Transcript (via Seinfeld Scripts): (click the [+/-] to expand/collapse →) []

[minor grammatical/spelling edits]

KRAMER: See, the medical establishment, see, they tried to frame him. It's all politics. But he's a rebel.

JERRY: A rebel? No. Johnny Yuma was a rebel. Eckman is a nut. George, you want to take care of your tonsils, you do it in a hospital. With a doctor.

KRAMER: He's holistic, George. He's holistic.

GEORGE: Holistic … that sounds right.

JERRY: George, you need a medical doctor.

GEORGE: (To Jerry) Let me ask you something … How much do you think it would cost to have tonsils and adenoids removed in the hospital?

JERRY: Well, an overnight stay in a hospital? Minor surgery? I dunno, four grand.

GEORGE: Uh-huh. And how much does the healer charge?

KRAMER: First visit? Thirty-eight bucks.

GEORGE: Oh, yeah? Holistic … that's what I need. That's the answer.

(Scene ends)

[Setting: Healer's apartment]

(Jerry and George are sitting on huge pillows on the apartment floor. Kramer’s fiddling with an acupuncture model)

GEORGE: So, how do you like the way I talked you into comin' down here?

JERRY: Don't flatter yourself, my friend. I'm here strictly for material, and I have a feeling this is a potential gold mine … I still think you're nuts, though.

GEORGE: All I know is I've been going to doctors all my life. What has it gotten me? I'm thirty-three years old. I haven't outgrown the problems of puberty, I'm already facing the problems of old age. I completely skipped healthy adulthood. I went from having orgasms immediately to taking forever. You could do your taxes in the time it takes me to have an orgasm. I've never had a normal, medium orgasm.

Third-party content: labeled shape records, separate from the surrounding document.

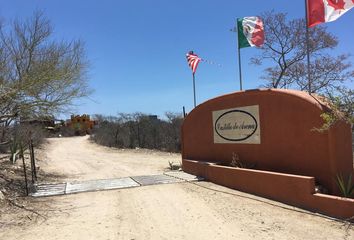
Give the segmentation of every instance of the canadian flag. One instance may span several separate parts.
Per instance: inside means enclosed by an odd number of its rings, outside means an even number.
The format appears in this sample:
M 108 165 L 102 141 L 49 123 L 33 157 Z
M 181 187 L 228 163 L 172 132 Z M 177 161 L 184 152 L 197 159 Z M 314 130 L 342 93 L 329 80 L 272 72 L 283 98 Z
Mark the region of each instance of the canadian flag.
M 307 0 L 308 27 L 339 18 L 354 6 L 354 0 Z

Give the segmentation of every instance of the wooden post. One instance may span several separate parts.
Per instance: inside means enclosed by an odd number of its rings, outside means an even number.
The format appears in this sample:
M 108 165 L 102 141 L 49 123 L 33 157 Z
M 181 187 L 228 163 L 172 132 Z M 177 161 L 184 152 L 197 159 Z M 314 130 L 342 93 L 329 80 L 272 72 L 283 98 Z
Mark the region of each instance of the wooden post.
M 23 164 L 23 174 L 25 176 L 25 184 L 26 184 L 26 196 L 28 196 L 28 180 L 27 180 L 27 172 L 26 172 L 26 163 L 25 163 L 25 156 L 23 153 L 23 146 L 21 144 L 21 158 L 22 158 L 22 164 Z

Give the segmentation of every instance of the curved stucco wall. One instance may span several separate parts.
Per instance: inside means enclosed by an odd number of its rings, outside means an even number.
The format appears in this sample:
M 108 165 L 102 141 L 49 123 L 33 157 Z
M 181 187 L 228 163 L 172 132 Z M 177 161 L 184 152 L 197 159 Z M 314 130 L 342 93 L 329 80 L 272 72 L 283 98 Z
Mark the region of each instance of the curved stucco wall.
M 259 108 L 260 144 L 214 143 L 213 112 L 255 105 Z M 182 157 L 229 163 L 235 152 L 257 169 L 314 176 L 335 192 L 335 174 L 353 169 L 351 131 L 346 124 L 329 132 L 315 131 L 323 124 L 322 112 L 316 98 L 294 90 L 249 90 L 217 97 L 185 118 Z

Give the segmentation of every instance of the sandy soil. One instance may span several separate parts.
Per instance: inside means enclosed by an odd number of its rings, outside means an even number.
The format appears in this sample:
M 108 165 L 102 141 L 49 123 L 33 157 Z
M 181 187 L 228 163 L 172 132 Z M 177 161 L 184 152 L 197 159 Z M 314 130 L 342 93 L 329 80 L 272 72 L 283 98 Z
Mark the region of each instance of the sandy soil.
M 112 150 L 85 137 L 50 139 L 46 149 L 41 171 L 61 180 L 156 174 L 180 159 Z M 208 182 L 80 193 L 31 204 L 42 216 L 31 214 L 26 225 L 0 216 L 0 239 L 354 239 L 348 223 Z

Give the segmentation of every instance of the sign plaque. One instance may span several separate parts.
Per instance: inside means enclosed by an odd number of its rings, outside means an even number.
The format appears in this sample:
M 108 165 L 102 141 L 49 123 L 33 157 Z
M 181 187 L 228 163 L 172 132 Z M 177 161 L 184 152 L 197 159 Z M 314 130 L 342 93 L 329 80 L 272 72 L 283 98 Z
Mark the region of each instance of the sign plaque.
M 214 143 L 260 144 L 259 106 L 213 111 Z

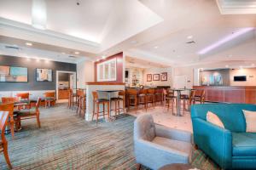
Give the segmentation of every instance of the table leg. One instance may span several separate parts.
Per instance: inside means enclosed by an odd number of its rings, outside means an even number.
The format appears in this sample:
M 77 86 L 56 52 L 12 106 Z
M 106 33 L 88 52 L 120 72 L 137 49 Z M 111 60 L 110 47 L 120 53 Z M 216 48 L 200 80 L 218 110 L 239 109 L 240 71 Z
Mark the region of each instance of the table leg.
M 182 116 L 180 114 L 180 91 L 177 91 L 177 116 Z

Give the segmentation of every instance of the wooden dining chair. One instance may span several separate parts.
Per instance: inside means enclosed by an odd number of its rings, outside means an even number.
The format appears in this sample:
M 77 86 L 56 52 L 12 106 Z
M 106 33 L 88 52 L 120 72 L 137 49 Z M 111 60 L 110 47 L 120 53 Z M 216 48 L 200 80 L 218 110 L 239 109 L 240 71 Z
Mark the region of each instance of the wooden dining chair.
M 93 121 L 94 116 L 96 116 L 96 125 L 97 125 L 99 116 L 103 116 L 103 117 L 105 118 L 105 115 L 106 115 L 105 105 L 107 105 L 108 106 L 108 119 L 110 118 L 110 115 L 109 115 L 110 104 L 108 99 L 99 99 L 98 93 L 96 91 L 92 92 L 92 96 L 93 96 L 93 113 L 92 113 L 91 121 Z M 102 108 L 103 108 L 103 111 L 101 112 L 100 112 L 100 105 L 102 105 Z M 96 110 L 95 110 L 95 106 L 96 106 Z M 100 113 L 102 113 L 102 115 L 100 115 Z
M 120 110 L 125 113 L 125 92 L 124 90 L 118 93 L 117 97 L 111 98 L 111 102 L 114 102 L 114 115 L 120 114 Z M 120 107 L 120 102 L 122 102 L 123 107 Z
M 139 91 L 139 94 L 138 94 L 138 102 L 137 102 L 137 105 L 143 105 L 145 110 L 146 110 L 146 112 L 147 112 L 147 110 L 148 110 L 148 90 L 147 89 L 141 89 Z
M 154 88 L 149 88 L 148 89 L 148 93 L 147 93 L 147 102 L 148 104 L 152 104 L 152 106 L 154 109 L 154 105 L 155 105 L 155 96 L 154 96 Z
M 52 105 L 53 106 L 55 105 L 55 92 L 45 92 L 44 94 L 44 102 L 45 102 L 45 108 L 47 105 L 50 107 Z
M 6 102 L 6 100 L 3 100 Z M 15 138 L 15 117 L 14 117 L 14 102 L 7 102 L 4 103 L 2 99 L 3 104 L 0 105 L 0 111 L 9 111 L 9 120 L 7 122 L 7 125 L 9 126 L 11 133 L 12 133 L 12 138 Z
M 206 95 L 205 89 L 197 90 L 195 92 L 195 100 L 199 101 L 201 104 L 204 104 L 205 103 L 205 95 Z
M 12 168 L 9 155 L 8 155 L 8 141 L 5 139 L 4 131 L 7 125 L 7 122 L 9 116 L 9 111 L 0 111 L 0 130 L 1 130 L 1 140 L 0 140 L 0 151 L 3 152 L 3 156 L 9 168 Z
M 130 110 L 131 105 L 133 105 L 135 107 L 135 110 L 137 112 L 137 98 L 138 91 L 137 89 L 134 88 L 129 88 L 127 89 L 127 102 L 128 102 L 128 110 Z
M 169 110 L 170 106 L 172 105 L 172 113 L 174 114 L 174 102 L 175 96 L 172 96 L 172 94 L 169 93 L 166 89 L 163 89 L 163 97 L 164 97 L 164 107 L 167 107 L 167 110 Z M 170 105 L 171 103 L 171 105 Z
M 40 111 L 39 111 L 40 103 L 41 103 L 41 99 L 38 98 L 35 107 L 32 107 L 31 109 L 21 110 L 17 111 L 16 113 L 17 113 L 18 122 L 20 122 L 20 121 L 25 120 L 25 119 L 36 118 L 38 128 L 41 128 Z
M 20 99 L 20 100 L 29 101 L 29 93 L 20 93 L 17 94 L 16 97 Z

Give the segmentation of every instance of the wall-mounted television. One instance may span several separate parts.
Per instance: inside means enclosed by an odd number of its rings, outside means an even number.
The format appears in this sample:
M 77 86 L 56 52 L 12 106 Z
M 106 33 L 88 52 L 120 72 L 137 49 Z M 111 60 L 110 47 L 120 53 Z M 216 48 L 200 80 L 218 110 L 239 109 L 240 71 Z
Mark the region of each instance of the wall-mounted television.
M 234 76 L 234 82 L 246 82 L 247 76 Z
M 52 82 L 52 70 L 37 69 L 38 82 Z
M 1 82 L 27 82 L 27 68 L 0 65 Z
M 125 71 L 125 78 L 129 77 L 129 71 Z

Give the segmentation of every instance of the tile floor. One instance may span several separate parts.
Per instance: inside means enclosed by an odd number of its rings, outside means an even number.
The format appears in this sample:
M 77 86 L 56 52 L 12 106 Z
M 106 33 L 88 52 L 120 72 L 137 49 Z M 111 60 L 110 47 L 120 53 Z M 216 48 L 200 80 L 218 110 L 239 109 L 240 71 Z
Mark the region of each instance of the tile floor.
M 127 111 L 127 113 L 135 116 L 145 113 L 151 114 L 155 123 L 172 128 L 193 132 L 190 112 L 189 111 L 184 111 L 183 116 L 177 116 L 172 115 L 172 109 L 167 110 L 166 108 L 158 105 L 154 109 L 153 107 L 148 108 L 147 112 L 145 109 L 141 107 L 137 111 L 131 110 L 130 111 Z M 181 113 L 183 113 L 183 110 Z

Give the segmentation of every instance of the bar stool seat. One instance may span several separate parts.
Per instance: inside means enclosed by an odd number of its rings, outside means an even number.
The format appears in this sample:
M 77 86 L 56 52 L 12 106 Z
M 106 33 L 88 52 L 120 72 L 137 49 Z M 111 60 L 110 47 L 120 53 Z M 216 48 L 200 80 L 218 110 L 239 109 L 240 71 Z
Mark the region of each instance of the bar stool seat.
M 107 99 L 99 99 L 98 97 L 98 94 L 97 92 L 94 91 L 92 92 L 92 95 L 93 95 L 93 112 L 92 112 L 92 117 L 91 117 L 91 121 L 93 121 L 94 116 L 96 116 L 96 125 L 98 124 L 98 119 L 99 116 L 103 116 L 103 117 L 105 118 L 105 105 L 107 105 L 108 106 L 108 119 L 110 118 L 110 113 L 109 113 L 109 100 Z M 102 105 L 102 111 L 100 111 L 100 105 Z M 95 106 L 96 106 L 96 110 L 95 110 Z M 102 113 L 102 115 L 100 115 L 100 113 Z
M 101 102 L 108 102 L 109 100 L 107 99 L 97 99 L 95 100 L 96 102 L 101 103 Z
M 111 98 L 111 101 L 114 102 L 114 114 L 116 116 L 116 113 L 118 111 L 119 115 L 120 114 L 120 110 L 125 113 L 125 91 L 119 91 L 118 97 L 113 97 Z M 123 107 L 120 107 L 120 102 L 123 103 Z

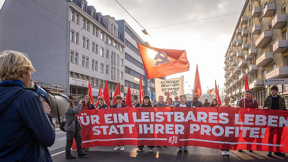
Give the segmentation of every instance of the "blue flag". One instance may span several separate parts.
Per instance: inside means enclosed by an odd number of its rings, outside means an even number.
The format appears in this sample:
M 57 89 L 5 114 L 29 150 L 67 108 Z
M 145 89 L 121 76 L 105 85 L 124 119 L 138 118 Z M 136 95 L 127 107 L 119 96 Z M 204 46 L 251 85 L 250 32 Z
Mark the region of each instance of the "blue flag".
M 151 99 L 151 101 L 153 102 L 153 100 L 154 100 L 154 97 L 153 97 L 153 92 L 152 92 L 152 89 L 150 91 L 150 95 L 149 97 L 150 97 L 150 99 Z M 153 104 L 153 103 L 152 104 Z

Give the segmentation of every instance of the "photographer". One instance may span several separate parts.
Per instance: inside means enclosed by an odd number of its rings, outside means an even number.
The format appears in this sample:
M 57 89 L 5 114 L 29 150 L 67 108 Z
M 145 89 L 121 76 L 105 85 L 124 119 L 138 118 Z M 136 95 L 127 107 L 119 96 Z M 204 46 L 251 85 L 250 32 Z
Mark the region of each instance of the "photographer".
M 0 54 L 0 161 L 52 161 L 47 148 L 55 140 L 51 110 L 28 88 L 35 71 L 26 54 Z

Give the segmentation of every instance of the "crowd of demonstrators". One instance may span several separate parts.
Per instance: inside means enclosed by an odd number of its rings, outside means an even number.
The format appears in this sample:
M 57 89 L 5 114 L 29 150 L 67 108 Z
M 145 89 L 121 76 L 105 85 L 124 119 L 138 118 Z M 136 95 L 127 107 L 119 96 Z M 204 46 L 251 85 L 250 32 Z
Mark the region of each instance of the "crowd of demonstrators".
M 209 107 L 210 106 L 210 103 L 208 102 L 208 99 L 205 99 L 203 104 L 203 107 Z
M 198 100 L 198 94 L 195 93 L 193 96 L 193 99 L 190 100 L 188 103 L 188 104 L 190 105 L 191 107 L 194 109 L 196 108 L 203 107 L 203 104 L 202 102 Z
M 278 94 L 278 87 L 275 86 L 272 86 L 270 88 L 271 94 L 268 96 L 265 99 L 264 104 L 263 105 L 263 109 L 264 110 L 268 109 L 272 109 L 276 110 L 287 110 L 286 106 L 285 106 L 285 101 L 284 98 L 281 97 Z M 283 127 L 281 129 L 281 131 L 276 132 L 275 128 L 270 127 L 269 129 L 269 138 L 268 138 L 269 143 L 273 143 L 273 137 L 276 134 L 277 136 L 277 140 L 276 143 L 276 144 L 280 144 L 281 141 L 281 136 L 283 132 Z M 277 129 L 278 130 L 279 129 Z M 269 146 L 269 149 L 272 149 L 272 147 Z M 276 150 L 279 150 L 279 146 L 276 147 Z M 272 152 L 267 152 L 266 155 L 267 156 L 270 157 L 272 156 Z M 274 154 L 278 156 L 285 156 L 285 154 L 281 152 L 275 152 Z
M 220 106 L 219 103 L 218 103 L 218 101 L 215 98 L 214 98 L 212 99 L 211 103 L 209 105 L 209 107 L 216 107 L 218 108 Z
M 0 161 L 52 161 L 55 129 L 50 108 L 28 88 L 35 71 L 27 55 L 0 54 Z
M 85 96 L 86 97 L 86 96 Z M 65 114 L 66 121 L 65 130 L 66 131 L 66 146 L 65 147 L 65 159 L 76 159 L 76 157 L 71 155 L 71 148 L 73 144 L 73 139 L 76 142 L 76 147 L 78 157 L 82 157 L 87 155 L 88 153 L 84 152 L 82 148 L 82 137 L 81 135 L 81 126 L 76 115 L 80 113 L 83 105 L 78 103 L 77 107 L 74 108 L 73 101 L 76 99 L 73 96 L 69 95 L 68 97 L 70 100 L 70 106 L 67 112 Z M 86 98 L 86 97 L 84 99 Z M 89 150 L 89 148 L 84 150 Z
M 148 95 L 145 95 L 143 97 L 143 100 L 142 101 L 142 103 L 140 105 L 141 108 L 151 108 L 153 107 L 153 105 L 151 104 L 151 100 L 150 99 L 150 97 Z M 142 151 L 143 150 L 143 148 L 144 147 L 144 145 L 138 146 L 138 149 L 137 151 L 139 152 Z M 155 148 L 155 146 L 148 146 L 147 147 L 149 148 L 149 152 L 153 152 L 153 148 Z

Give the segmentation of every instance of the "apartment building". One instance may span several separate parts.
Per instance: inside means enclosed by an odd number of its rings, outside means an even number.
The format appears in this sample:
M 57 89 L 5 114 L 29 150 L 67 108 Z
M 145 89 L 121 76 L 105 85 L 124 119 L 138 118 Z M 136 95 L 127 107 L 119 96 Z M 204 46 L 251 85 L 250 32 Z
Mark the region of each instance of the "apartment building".
M 245 74 L 260 106 L 269 95 L 265 79 L 288 78 L 286 0 L 247 0 L 225 54 L 225 91 L 231 102 L 244 96 Z M 288 85 L 278 85 L 288 100 Z
M 147 89 L 145 71 L 130 65 L 140 64 L 125 61 L 125 47 L 131 45 L 125 42 L 127 33 L 120 29 L 124 26 L 88 4 L 86 0 L 6 1 L 0 10 L 0 50 L 27 54 L 36 70 L 33 80 L 62 85 L 66 93 L 77 99 L 87 94 L 89 81 L 96 99 L 106 80 L 110 97 L 119 82 L 124 97 L 128 74 L 139 78 L 141 74 Z M 136 40 L 126 39 L 135 46 Z M 137 50 L 131 49 L 127 52 L 136 55 Z M 126 80 L 133 81 L 130 79 Z M 133 97 L 139 96 L 138 91 Z

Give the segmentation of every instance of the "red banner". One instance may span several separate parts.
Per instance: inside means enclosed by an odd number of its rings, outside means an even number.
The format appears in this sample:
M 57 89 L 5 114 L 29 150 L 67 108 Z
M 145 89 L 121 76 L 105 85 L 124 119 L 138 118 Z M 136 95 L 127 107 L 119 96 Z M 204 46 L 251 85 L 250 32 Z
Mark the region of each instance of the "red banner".
M 193 146 L 288 152 L 288 111 L 222 107 L 123 108 L 83 111 L 78 116 L 83 148 Z

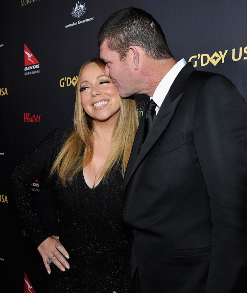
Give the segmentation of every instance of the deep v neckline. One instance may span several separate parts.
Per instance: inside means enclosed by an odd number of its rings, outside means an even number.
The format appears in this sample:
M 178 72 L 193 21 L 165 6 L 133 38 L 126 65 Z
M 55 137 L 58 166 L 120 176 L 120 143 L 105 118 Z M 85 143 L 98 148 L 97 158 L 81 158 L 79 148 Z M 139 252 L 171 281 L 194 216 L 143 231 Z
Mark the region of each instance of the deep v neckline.
M 83 172 L 83 170 L 82 170 L 82 177 L 83 177 L 83 181 L 84 181 L 84 182 L 85 182 L 85 184 L 86 184 L 86 186 L 87 186 L 87 187 L 88 187 L 88 188 L 90 188 L 90 189 L 92 189 L 92 190 L 95 189 L 97 187 L 98 187 L 98 186 L 99 186 L 99 185 L 100 185 L 100 184 L 101 183 L 101 182 L 102 182 L 102 180 L 103 180 L 103 178 L 101 178 L 101 179 L 100 181 L 99 182 L 99 183 L 98 183 L 98 184 L 97 185 L 95 185 L 95 186 L 93 186 L 93 187 L 92 187 L 92 188 L 91 188 L 91 187 L 90 187 L 90 186 L 89 186 L 88 185 L 88 184 L 87 184 L 87 182 L 86 181 L 86 179 L 85 179 L 85 177 L 84 177 L 84 172 Z

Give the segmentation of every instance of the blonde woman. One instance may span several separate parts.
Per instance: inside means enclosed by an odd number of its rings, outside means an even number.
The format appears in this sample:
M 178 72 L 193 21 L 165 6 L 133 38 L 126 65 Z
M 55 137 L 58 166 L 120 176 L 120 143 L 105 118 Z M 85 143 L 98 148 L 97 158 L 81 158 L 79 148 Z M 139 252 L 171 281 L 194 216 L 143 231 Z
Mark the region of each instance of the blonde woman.
M 123 178 L 138 127 L 95 58 L 82 67 L 74 127 L 56 129 L 15 168 L 10 193 L 48 273 L 52 293 L 130 292 L 132 240 L 121 213 Z M 30 186 L 44 170 L 56 191 L 59 235 L 44 226 Z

JERRY: (Jokingly making fun of George) I've never had a really good pickle.

GEORGE: Besides, what's it gonna cost me? Thirty-eight bucks?

(Tor enters. He hugs Kramer for a long time, then walks over to Jerry and George)

TOR: (To Jerry) Would you not put your foot on that please?

JERRY: Sorry.

(Tor sits down, and turns toward George)

TOR: What month were you born?

GEORGE: April.

TOR: You should have been born in August. Your parents would have been well-advised to wait.

GEORGE: Really?

TOR: Do you use hot water in the shower?

GEORGE: Yes.

TOR: Stop using it.

GEORGE: … Okay.

KRAMER: I'm off hot water.

TOR: Kramer tells me that you are interested in an alternative to surgery.

GEORGE: Yes, yes I am.

TOR: (Blows into George's face) I think we can help you. See, unfortunately, the medical establishment is a business like any other business. And business needs customers. And, they want to sell you their most expensive item which is unnecessary surgery.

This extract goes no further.